0
votes

So I have successfully implemented the Levenshtein (edit minimum distance) algorithm with the help of Wikipedia and this Needleman tutorial, whereby custom, insertion and deletion cost 1, and substitution/replacement cost 2.

Executable gist https://gist.github.com/axelmukwena/8696ec4ec72849d3cf384f5d97321407

import numpy as np

def word_edit_distance(x, y):
    rows = len(x) + 1
    cols = len(y) + 1
    distance = np.zeros((rows, cols), dtype=int)

    for i in range(1, rows):
        for k in range(1, cols):
            distance[i][0] = i
            distance[0][k] = k

    for col in range(1, cols):
        for row in range(1, rows):
            if x[row - 1] == y[col - 1]:
                cost = 0
            else:
                cost = 2
            distance[row][col] = min(distance[row - 1][col] + 1,
                                     distance[row][col - 1] + 1,
                                     distance[row - 1][col - 1] + cost)
     
    print(backtrace(x, y, distance))
    edit_distance = distance[row][col]
    return edit_distance, distance


result = word_edit_distance("AACGCA", "GAGCTA")
print(result[0])
print(result[1])
# output
4
[[0 1 2 3 4 5 6]
 [1 2 1 2 3 4 5]
 [2 3 2 3 4 5 4]
 [3 4 3 4 3 4 5]
 [4 3 4 3 4 5 6]
 [5 4 5 4 3 4 5]
 [6 5 4 5 4 5 4]]

And, I somehow also understand how to compute the backtracking, see my attempt below.

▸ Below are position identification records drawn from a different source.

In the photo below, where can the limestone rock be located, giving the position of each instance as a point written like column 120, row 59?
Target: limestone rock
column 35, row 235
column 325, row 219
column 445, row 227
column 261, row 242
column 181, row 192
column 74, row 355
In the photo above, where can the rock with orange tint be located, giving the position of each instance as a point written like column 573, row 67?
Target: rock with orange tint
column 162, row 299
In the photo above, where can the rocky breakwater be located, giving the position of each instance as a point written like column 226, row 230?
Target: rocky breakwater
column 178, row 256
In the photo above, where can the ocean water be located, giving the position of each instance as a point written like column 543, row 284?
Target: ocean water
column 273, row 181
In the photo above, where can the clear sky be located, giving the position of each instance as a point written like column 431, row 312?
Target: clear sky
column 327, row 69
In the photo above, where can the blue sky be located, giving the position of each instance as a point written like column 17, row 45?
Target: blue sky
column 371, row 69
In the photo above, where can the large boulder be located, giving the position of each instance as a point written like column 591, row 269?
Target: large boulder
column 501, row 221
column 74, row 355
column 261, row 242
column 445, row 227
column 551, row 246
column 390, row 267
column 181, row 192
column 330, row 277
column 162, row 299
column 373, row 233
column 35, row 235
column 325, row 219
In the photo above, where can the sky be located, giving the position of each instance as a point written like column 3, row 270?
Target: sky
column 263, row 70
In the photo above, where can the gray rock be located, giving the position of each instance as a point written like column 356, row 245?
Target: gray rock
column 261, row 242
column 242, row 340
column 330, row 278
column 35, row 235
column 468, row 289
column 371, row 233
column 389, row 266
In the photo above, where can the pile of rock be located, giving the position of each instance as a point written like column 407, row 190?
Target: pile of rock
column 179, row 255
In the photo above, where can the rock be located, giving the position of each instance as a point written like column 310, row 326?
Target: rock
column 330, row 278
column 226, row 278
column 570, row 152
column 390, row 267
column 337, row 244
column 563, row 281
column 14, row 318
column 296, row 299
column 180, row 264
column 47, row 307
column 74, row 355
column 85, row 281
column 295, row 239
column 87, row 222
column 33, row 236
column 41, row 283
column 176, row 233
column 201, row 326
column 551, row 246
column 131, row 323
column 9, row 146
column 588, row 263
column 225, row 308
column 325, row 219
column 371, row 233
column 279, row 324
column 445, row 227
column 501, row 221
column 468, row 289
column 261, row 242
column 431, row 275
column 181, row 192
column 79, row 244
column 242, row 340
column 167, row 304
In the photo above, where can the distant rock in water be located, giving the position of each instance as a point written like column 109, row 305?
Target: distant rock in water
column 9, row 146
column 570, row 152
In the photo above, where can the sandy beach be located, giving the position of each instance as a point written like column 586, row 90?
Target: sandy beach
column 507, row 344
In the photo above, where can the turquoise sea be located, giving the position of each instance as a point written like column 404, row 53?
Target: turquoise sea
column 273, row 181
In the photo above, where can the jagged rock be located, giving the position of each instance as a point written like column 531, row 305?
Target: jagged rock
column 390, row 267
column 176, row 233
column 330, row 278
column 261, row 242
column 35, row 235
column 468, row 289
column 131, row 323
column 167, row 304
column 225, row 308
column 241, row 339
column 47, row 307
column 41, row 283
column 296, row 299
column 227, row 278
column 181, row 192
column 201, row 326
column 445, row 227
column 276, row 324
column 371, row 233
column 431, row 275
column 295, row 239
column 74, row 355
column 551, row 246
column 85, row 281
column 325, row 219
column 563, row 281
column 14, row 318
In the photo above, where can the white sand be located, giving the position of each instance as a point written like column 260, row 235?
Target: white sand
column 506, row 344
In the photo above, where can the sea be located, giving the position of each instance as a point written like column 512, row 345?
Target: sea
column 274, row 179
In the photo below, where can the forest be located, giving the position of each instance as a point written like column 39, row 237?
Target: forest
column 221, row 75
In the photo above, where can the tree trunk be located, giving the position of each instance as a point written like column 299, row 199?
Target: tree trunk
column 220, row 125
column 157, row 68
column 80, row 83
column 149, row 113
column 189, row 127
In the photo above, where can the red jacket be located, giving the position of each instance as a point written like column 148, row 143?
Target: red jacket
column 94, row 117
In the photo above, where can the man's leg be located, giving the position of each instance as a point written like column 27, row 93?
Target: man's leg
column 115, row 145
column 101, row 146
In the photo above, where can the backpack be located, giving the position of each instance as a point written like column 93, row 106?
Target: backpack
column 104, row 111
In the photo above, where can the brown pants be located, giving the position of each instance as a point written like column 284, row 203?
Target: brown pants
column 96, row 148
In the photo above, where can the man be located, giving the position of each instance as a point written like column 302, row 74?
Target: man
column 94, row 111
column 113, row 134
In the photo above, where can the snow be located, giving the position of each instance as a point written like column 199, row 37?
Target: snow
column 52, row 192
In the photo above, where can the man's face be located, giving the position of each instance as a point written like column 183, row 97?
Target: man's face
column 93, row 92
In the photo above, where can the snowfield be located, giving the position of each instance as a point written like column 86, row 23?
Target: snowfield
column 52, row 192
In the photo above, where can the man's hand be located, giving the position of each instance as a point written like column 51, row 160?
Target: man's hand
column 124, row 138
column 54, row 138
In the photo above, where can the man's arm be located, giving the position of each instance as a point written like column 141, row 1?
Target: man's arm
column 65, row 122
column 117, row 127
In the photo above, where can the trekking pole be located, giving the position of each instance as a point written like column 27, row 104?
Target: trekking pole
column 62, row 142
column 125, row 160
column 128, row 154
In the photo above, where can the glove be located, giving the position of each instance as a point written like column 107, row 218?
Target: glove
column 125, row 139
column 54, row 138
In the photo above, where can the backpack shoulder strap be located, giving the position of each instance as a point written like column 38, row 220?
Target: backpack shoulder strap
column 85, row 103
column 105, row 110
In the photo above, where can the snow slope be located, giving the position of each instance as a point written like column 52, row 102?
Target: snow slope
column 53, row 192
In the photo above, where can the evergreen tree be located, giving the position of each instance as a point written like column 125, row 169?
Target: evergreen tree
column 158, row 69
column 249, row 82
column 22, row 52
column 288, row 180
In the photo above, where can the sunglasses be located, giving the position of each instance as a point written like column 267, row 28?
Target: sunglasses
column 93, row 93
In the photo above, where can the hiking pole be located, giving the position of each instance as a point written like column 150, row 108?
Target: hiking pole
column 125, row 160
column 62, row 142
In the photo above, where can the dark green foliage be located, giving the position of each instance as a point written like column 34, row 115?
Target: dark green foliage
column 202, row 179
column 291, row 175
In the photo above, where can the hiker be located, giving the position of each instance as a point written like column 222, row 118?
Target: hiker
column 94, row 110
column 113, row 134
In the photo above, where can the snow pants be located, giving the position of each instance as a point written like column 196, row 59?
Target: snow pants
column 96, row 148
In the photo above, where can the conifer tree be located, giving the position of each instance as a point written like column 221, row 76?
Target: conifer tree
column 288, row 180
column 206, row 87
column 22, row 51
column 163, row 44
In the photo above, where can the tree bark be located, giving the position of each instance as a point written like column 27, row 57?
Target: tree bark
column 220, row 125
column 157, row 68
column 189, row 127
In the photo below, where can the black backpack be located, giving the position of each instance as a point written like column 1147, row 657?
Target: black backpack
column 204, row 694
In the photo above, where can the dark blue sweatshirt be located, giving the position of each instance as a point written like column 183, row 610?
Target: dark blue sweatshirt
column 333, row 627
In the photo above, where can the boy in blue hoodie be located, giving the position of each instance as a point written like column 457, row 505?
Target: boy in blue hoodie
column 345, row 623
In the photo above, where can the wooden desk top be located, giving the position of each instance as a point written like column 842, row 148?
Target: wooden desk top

However, there is a slight error. See Bottom

def backtrace(first, second, matrix):
    f = [char for char in first]
    s = [char for char in second]
    new_f, new_s = [], []
    row = len(f)
    col = len(s)
    trace = [[row, col]]

    while True:
        a = matrix[row - 1][col]
        b = matrix[row - 1][col - 1]
        c = matrix[row][col - 1]

        which = min(a, b, c)

        if which == matrix[row][col] or which == matrix[row][col] - 2:
            # when diagonal backtrace substitution or no substitution
            trace.append([row - 1, col - 1])
            new_f = [f[row - 1]] + new_f
            new_s = [s[col - 1]] + new_s

            row, col = row - 1, col - 1

        elif which == matrix[row][col] - 1:
            # either deletion or insertion, find if minimum is up or left
            if which == matrix[row - 1][col]:
                trace.append([row - 1, col])
                new_f = [f[row - 1]] + new_f
                new_s = ["-"] + new_s

                row, col = row - 1, col

            elif which == matrix[row][col - 1]:
                trace.append([row, col - 1])
                new_f = ["-"] + new_f
                new_s = [s[col - 1]] + new_s

                row, col = row, col - 1

        # Exit the loop
        if row == 0 or col == 0:
            return trace, new_f, new_s

Outcome

# trace => [[6, 6], [5, 5], [5, 4], [4, 3], [3, 2], [2, 2], [1, 2], [0, 1]]
['A', 'A', 'C', 'G', 'C', '-', 'A'], ['A', '-', '-', 'G', 'C', 'T', 'A']

Expected outcome:

# trace => [[6, 6], [5, 5], [5, 4], [4, 3], [3, 2], [2, 2], [1, 1], [0, 0]]
['A', 'A', 'C', 'G', 'C', '-', 'A'], ['A', 'A', '-', 'G', 'C', 'T', 'A']

Whats happening is:

  1. During finding edit distance,
# cost = 2
distance[row - 1][col] + 1 = 2         # orange
distance[row][col - 1] + 1 = 4         # yellow
distance[row - 1][col - 1] + cost = 2  # green 

So here, both orange and green are candidates. But the ideal candidate is green because A == A

enter image description here

  1. During backtracking, the we don't have information about the sequences, just the points in the matrix. So the trace will get the lowest of the three...
a = matrix[row - 1][col]      # a = 1
b = matrix[row - 1][col - 1]  # b = 2
c = matrix[row][col - 1]      # c = 3

which = min(a, b, c)          # which = a instead of b

enter image description here


Am I even using the correct backtracing algorithm?

2
It should not be MIN, you should select the current where cost is equal to cost of other node + cost of operation from other node to the current nodetstanisl

2 Answers

1
votes

It should not be min(a,b,c). You should select the node that minimizes the score of the other node plus cost of operation from the other node to the current one.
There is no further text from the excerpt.